Der Autohersteller Volkswagen muss wegen Datenschutzverstößen bei Testfahrten ein Bußgeld in Höhe von 1,1 Millionen Euro zahlen. Das teilte die niedersächsische Datenschutzbehörde(öffnet im neuen Fenster) am 26. Juli 2022 mit. Hintergrund des Bußgeldes seien "Forschungsfahrten für ein Fahrassistenzsystem zur Vermeidung von Verkehrsunfällen" .

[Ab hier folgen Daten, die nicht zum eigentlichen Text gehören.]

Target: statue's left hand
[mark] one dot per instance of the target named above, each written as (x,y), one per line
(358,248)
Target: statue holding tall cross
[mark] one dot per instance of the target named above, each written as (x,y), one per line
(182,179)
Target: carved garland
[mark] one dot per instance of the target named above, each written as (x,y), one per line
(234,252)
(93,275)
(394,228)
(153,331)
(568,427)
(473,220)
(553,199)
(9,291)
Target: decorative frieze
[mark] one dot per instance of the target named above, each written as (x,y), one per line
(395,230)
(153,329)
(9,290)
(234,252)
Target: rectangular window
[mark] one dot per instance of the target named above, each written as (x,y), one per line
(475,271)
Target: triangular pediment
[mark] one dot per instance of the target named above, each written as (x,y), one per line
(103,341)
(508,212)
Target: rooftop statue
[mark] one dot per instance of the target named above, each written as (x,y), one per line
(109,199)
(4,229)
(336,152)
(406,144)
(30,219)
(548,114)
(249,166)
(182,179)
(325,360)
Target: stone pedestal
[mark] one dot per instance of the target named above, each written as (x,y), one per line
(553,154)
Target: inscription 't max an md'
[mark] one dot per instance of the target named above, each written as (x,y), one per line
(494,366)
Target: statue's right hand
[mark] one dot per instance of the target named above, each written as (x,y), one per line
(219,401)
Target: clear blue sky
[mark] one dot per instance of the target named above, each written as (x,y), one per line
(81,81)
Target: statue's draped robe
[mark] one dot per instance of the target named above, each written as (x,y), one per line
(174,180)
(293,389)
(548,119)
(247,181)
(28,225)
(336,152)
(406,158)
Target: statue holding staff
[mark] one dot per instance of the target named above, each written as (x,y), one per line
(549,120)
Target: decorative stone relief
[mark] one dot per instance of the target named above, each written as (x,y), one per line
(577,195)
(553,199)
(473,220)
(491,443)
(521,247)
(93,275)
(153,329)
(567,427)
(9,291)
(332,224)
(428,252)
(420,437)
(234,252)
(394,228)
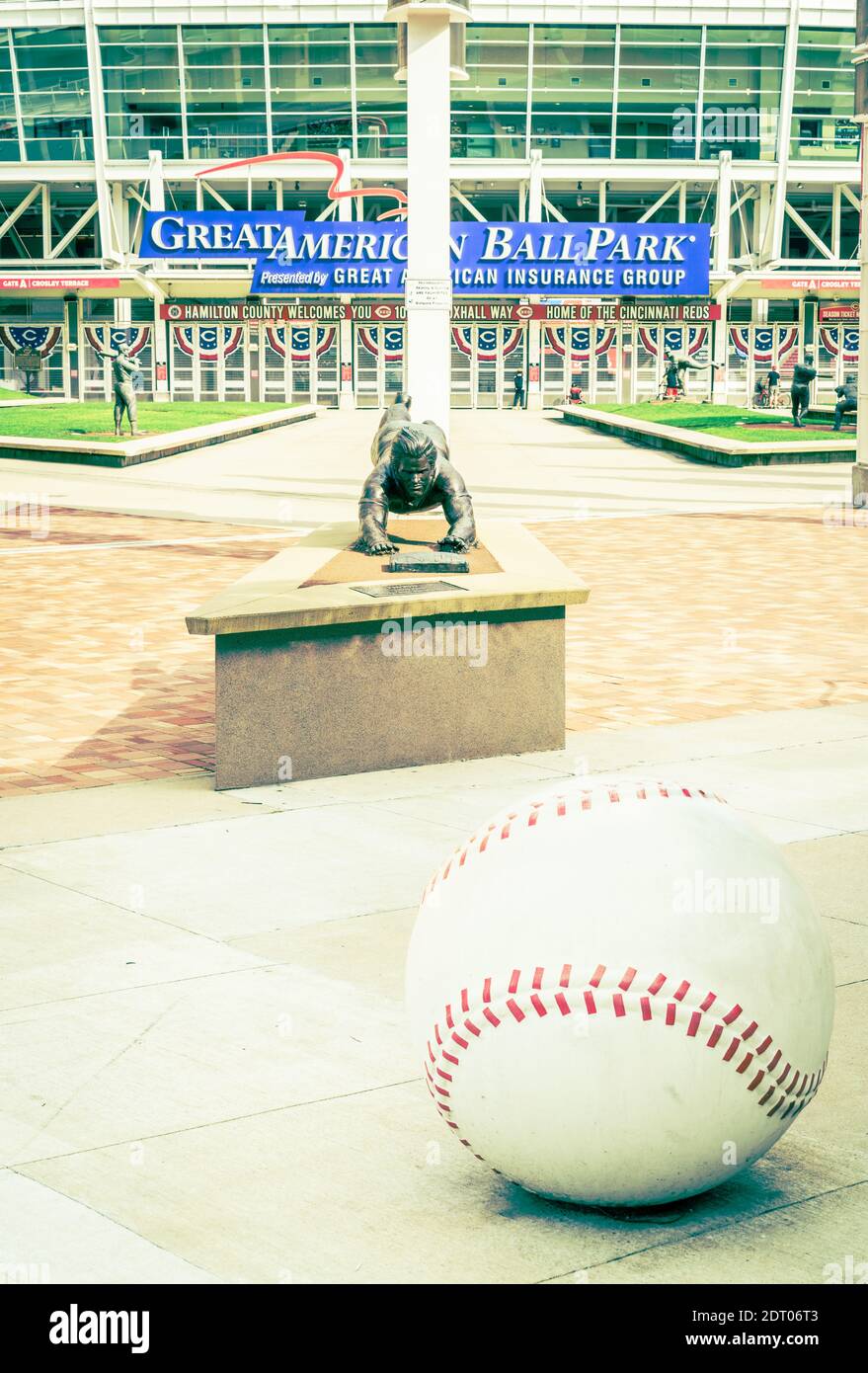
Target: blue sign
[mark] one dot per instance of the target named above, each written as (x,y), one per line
(295,256)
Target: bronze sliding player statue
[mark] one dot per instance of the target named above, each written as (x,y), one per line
(412,472)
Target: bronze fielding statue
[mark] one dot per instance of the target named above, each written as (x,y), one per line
(122,372)
(412,472)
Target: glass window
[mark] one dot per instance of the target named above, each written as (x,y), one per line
(573,83)
(380,101)
(489,110)
(658,90)
(742,92)
(224,81)
(55,94)
(311,87)
(825,96)
(10,150)
(141,91)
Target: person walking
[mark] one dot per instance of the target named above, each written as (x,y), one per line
(773,383)
(800,390)
(846,400)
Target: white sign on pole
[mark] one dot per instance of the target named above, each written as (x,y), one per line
(429,292)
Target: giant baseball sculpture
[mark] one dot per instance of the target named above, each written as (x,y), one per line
(619,993)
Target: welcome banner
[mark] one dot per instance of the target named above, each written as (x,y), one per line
(297,256)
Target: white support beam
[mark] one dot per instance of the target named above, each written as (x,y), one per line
(552,208)
(20,208)
(773,249)
(221,202)
(45,190)
(80,222)
(849,196)
(110,247)
(723,215)
(836,221)
(428,214)
(457,196)
(20,122)
(661,201)
(182,88)
(354,92)
(807,229)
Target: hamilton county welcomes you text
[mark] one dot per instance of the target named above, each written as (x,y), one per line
(297,256)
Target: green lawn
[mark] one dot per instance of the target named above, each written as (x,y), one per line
(730,422)
(95,421)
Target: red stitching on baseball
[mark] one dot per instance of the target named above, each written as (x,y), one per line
(601,795)
(789,1097)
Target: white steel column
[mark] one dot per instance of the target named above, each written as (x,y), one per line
(784,133)
(20,122)
(345,380)
(109,249)
(534,328)
(429,283)
(724,211)
(860,56)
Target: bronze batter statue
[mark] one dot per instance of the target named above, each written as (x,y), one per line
(122,372)
(414,472)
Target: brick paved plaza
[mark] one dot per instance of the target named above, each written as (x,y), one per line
(202,1021)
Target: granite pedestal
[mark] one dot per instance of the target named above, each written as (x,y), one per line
(317,677)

Der Mitteilung zufolge war ein Erprobungsfahrzeug des Unternehmens im Jahr 2019 durch die österreichische Polizei bei Salzburg für eine Verkehrskontrolle angehalten worden. Den Polizisten seien "ungewöhnliche Anbauten" aufgefallen, die sich als Kameras herausgestellt hätten. "Das Fahrzeug wurde eingesetzt, um die Funktionsfähigkeit eines Fahrassistenzsystems zur Vermeidung von Verkehrsunfällen zu testen und zu trainieren. Unter anderem zur Fehleranalyse wurde das Verkehrsgeschehen um das Fahrzeug herum aufgezeichnet" , hieß es weiter.
Vier Verstöße festgestellt
Die Behörden stellten anschließend vier Datenschutzverstöße fest. Demnach fehlten am Fahrzeug "aufgrund eines Versehens" Magnetschilder mit einem Kamerasymbol sowie die vorgeschriebenen Informationen für die anderen Verkehrsteilnehmer. "Diese müssen laut Artikel 13 DSGVO bei einer Datenverarbeitung unter anderem darüber aufgeklärt werden, wer die Verarbeitung zu welchem Zweck durchführt und wie lange die Daten gespeichert werden" , teilte die Behörde mit.
Zudem habe Volkswagen keinen Auftragsverarbeitungsvertrag mit dem Dienstleister abgeschlossen, der die Fahrten durchgeführt habe. Darüber hinaus sei keine Datenschutzfolgenabschätzung nach Artikel 35 der DSGVO durchgeführt worden. Zu guter Letzt habe eine Erläuterung der technischen und organisatorischen Schutzmaßnahmen im Verzeichnis der Verarbeitungstätigkeiten gefehlt, was einen Verstoß gegen die Dokumentationspflichten nach Artikel 30 der DSGVO darstelle.
Volkswagen habe die Mängel, die in keinem Bezug zu Serienfahrzeugen stünden, unverzüglich abgestellt. "Die eigentlichen Forschungsfahrten waren datenschutzrechtlich nicht zu beanstanden" , sagt die Landesdatenschutzbeauftragte Barbara Thiel und fügte hinzu: "Gegen die dabei anfallende Erhebung und Weiterverarbeitung personenbezogener Daten bestehen von unserer Seite keine Bedenken." Berücksichtigt werde dabei insbesondere, dass die Verarbeitung dazu dient, ein Fahrassistenzsystem zur Verhinderung von Unfällen zu optimieren und so die Sicherheit im Straßenverkehr zu erhöhen.